TuSimple Revenue Estimates (Seeking Alpha)

Interestingly enough, the stock’s plunge on Monday put the company itself in an interesting spot. The market cap finished Tuesday at about $732 million, yet the company finished Q3 with over $1 billion in total cash on its balance sheet. Through the first nine months of this year, TuSimple has burned through about $265 million in cash, which is likely to continue for a while until we see revenues ramp up quite a bit and losses improve significantly.

As for the stock’s valuation, the average price target on the street was $17 per share going into this weekend. Of course, that average figure was in the low $60s a year ago, but the pullback in the market and the move away from high growth, cash burn names has put a dent in things. It will be interesting to see how the street reacts to the latest news, as the reporting of all these possible investigations could lead analysts to cut their ratings and targets on the stock.
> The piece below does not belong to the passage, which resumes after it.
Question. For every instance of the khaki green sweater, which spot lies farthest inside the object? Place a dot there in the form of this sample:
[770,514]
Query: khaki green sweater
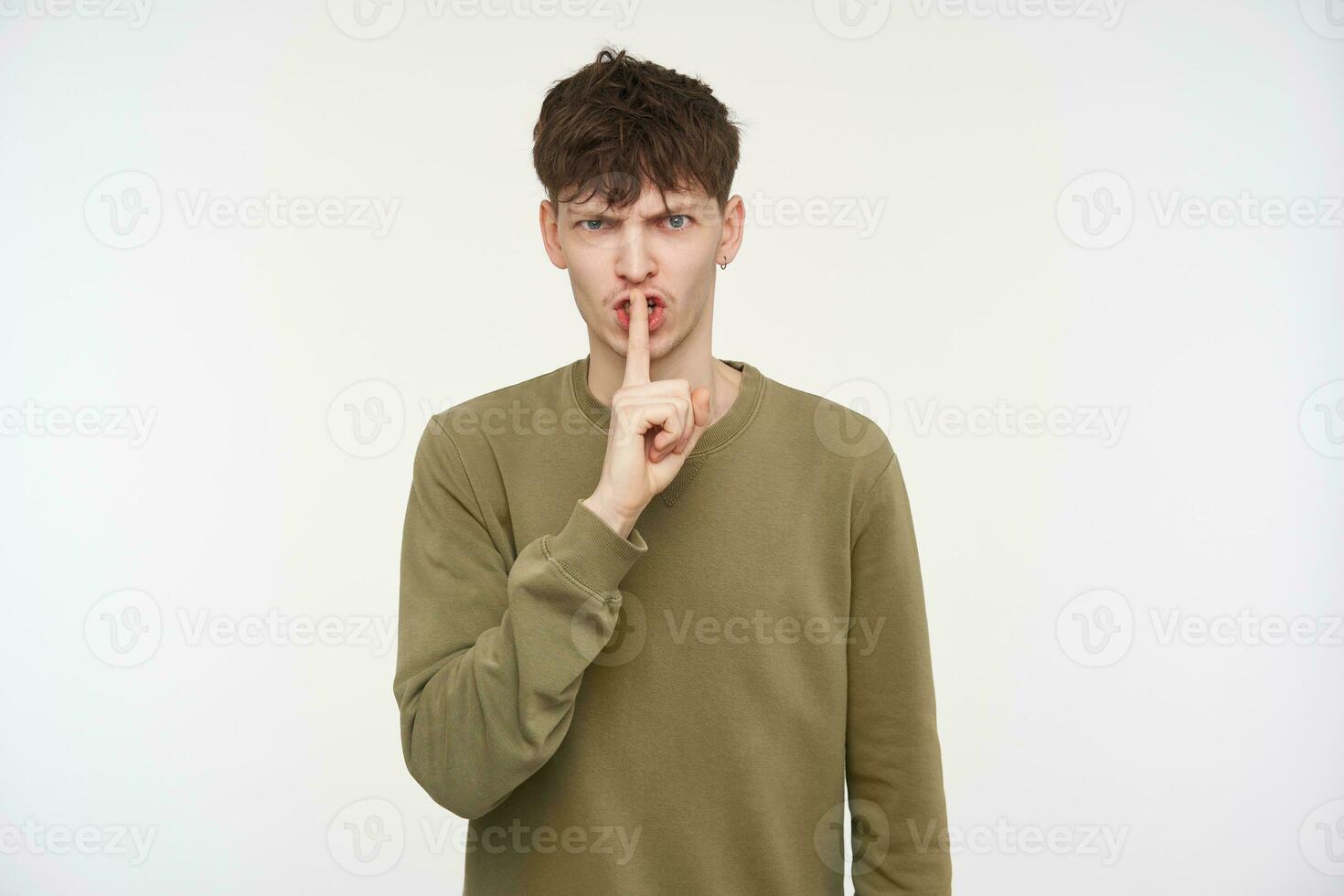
[677,712]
In the end, TuSimple Holdings became the latest stock to plunge for Cathie Wood and her team on Monday. Amidst reports that the company is being investigated by numerous US government agencies for potentially funding a Chinese startup and transferring technology, the company fired its CEO. Shares lost almost half of their value on the day, and despite Ark Invest selling about 4.36 million shares so far this week, it still owns a majority of its position from last week. Should the ETF firm decide to sell out, it will be interesting to see how much more of a loss they will take given the outsized position is multiple times the amount of volume this stock trades normally.